O site parece antigo. Algumas páginas estão desatualizadas. Talvez esteja um pouco lento. O visual já não parece tão moderno quanto os sites que aparecem nas referências enviadas pelo clienteo ou pelo que você vê quando acessa os sites dos concorrentes.

Pronto! A conclusão parece óbvia: é hora de jogar tudo fora e começar novamente.

Mas será que é mesmo?

Às vezes, sim. Às vezes não.

Rm muitos casos, o problema não está no site. Está no fato de que ninguém cuida dele há algum tempo. E existe uma diferença bastante grande entre essas duas situações.

Um site pode estar velho sem estar ultrapassado

É importante separar duas coisas que frequentemente são tratadas como se fossem a mesma:

aparência antiga e problema técnico.

Um site pode ter sido criado há alguns anos e continuar cumprindo muito bem sua função.

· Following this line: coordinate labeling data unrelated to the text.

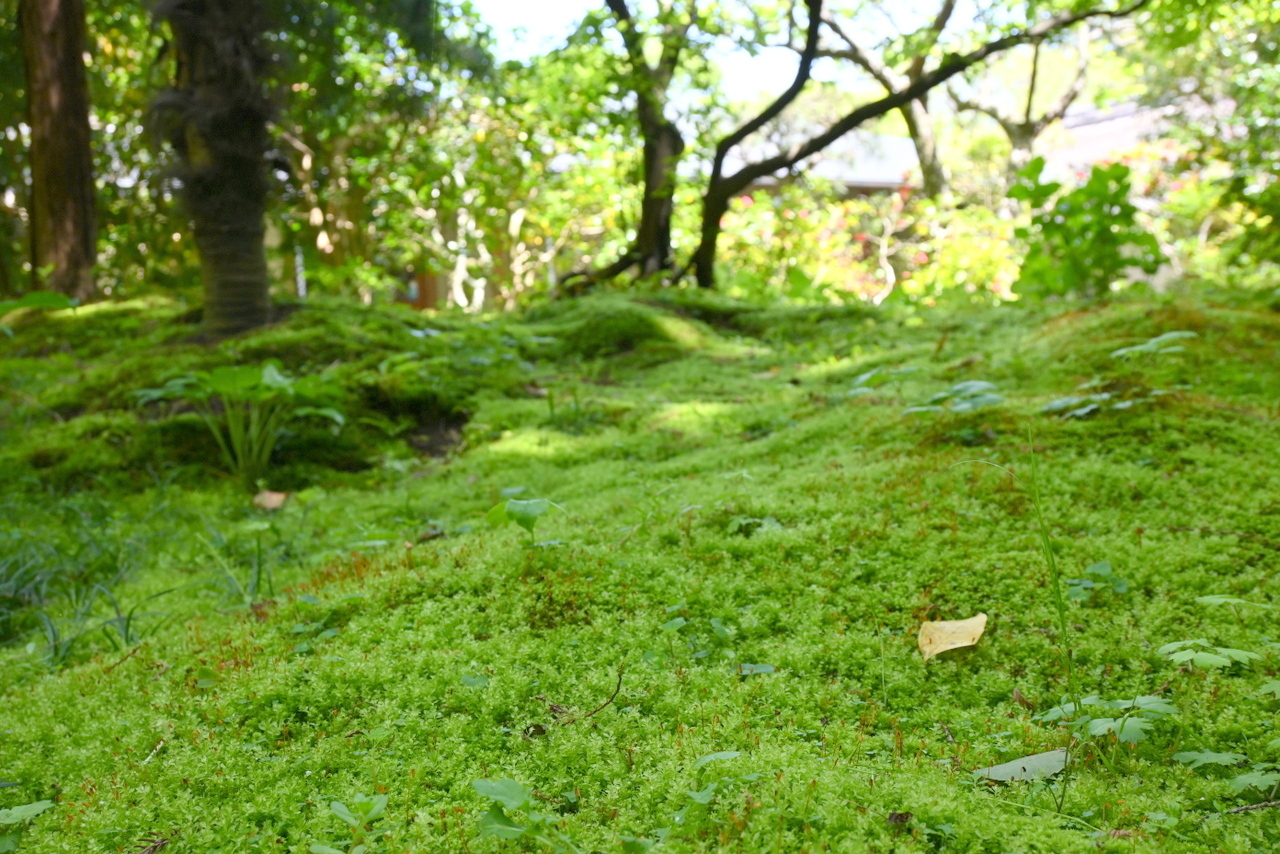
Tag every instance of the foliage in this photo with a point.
(969, 396)
(1083, 241)
(14, 821)
(247, 407)
(764, 589)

Pode ser rápido, seguro, responsivo, estar corretamente indexado pelos mecanismos de busca e apresentar as informações que os clientes precisam.

Ele talvez não ganhe nenhum prêmio de design. Mas isso significa que precisa ser reconstruído? Pelo menos, não necessariamente.

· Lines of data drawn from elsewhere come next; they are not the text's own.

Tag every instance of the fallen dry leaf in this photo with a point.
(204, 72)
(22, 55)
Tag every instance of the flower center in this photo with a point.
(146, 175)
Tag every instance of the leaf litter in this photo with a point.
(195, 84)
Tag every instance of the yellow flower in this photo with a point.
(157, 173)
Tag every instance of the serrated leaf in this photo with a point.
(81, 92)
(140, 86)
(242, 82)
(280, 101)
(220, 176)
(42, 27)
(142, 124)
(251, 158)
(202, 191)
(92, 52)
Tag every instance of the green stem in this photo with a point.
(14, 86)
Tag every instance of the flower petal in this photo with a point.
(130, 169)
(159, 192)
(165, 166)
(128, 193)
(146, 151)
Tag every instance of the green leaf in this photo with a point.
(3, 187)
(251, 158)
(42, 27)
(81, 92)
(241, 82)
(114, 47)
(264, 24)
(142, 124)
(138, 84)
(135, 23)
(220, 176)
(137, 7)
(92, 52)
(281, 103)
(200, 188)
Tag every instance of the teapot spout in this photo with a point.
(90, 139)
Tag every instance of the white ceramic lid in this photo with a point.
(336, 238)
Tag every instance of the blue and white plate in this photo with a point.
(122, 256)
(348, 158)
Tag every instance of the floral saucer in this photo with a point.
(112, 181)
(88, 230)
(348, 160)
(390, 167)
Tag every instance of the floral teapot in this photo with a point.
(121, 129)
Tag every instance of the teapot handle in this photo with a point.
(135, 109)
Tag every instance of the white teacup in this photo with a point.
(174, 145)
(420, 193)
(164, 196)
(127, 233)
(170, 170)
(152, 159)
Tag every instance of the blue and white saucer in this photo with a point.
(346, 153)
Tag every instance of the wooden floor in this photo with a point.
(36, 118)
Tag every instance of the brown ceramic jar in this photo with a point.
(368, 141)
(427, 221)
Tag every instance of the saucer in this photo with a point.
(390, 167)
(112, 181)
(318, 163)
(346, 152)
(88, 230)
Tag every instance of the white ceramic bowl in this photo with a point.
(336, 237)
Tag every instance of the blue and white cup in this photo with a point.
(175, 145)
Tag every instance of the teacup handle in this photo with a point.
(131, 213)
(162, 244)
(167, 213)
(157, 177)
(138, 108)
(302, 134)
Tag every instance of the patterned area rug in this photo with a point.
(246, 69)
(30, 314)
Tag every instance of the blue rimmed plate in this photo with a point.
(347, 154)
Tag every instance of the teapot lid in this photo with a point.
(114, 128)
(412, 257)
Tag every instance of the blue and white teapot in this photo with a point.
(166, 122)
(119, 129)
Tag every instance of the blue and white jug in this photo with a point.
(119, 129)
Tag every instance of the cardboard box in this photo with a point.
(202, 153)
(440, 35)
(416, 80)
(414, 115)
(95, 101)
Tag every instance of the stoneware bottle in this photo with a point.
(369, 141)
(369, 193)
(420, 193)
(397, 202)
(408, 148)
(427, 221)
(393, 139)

Por outro lado, um site relativamente novo pode estar cheio de problemas. Pode carregar lentamente, apresentar erros no celular, utilizar plugins incompatíveis, ter formulários que não funcionam, estar sem backups adequados ou simplesmente ter se transformado em uma coleção de elementos adicionados ao longo dos anos sem nenhum planejamento.

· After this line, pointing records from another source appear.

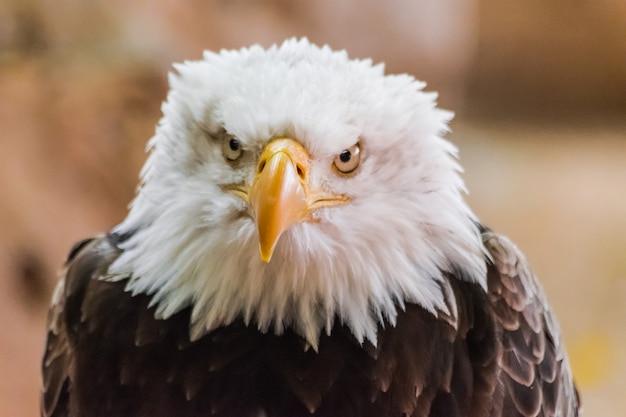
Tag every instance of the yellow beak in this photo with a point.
(278, 196)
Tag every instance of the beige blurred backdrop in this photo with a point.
(539, 88)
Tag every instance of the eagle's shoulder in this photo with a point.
(535, 376)
(87, 260)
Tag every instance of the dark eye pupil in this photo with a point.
(234, 144)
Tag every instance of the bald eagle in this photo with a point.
(299, 246)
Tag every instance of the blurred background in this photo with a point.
(539, 88)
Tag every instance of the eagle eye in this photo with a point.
(231, 148)
(348, 160)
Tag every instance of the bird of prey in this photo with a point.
(299, 246)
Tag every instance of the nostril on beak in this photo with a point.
(301, 172)
(261, 166)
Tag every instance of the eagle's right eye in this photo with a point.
(348, 160)
(231, 148)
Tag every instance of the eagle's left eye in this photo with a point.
(231, 148)
(348, 160)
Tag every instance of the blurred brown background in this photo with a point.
(539, 88)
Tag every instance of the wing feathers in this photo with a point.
(536, 376)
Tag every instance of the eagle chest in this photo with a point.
(130, 363)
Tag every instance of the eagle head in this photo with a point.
(294, 187)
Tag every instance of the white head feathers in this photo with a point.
(406, 225)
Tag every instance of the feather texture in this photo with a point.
(422, 366)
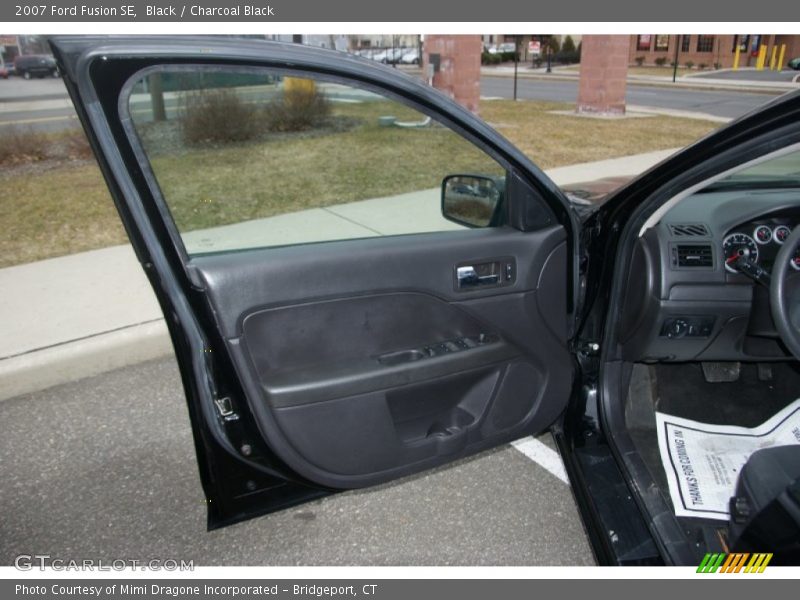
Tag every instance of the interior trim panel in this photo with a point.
(362, 362)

Nesse caso, o problema não é a idade. É a falta de manutenção.

Antes de reformar, descubra o que está errado

Imagine que você compre um carro usado e perceba que ele está consumindo mais combustível do que deveria.

Você poderia simplesmente vender o carro e comprar outro.

Ou poderia primeiro verificar o motor, os pneus, a alimentação, a injeção, os filtros e todos os outros componentes que podem estar causando o problema.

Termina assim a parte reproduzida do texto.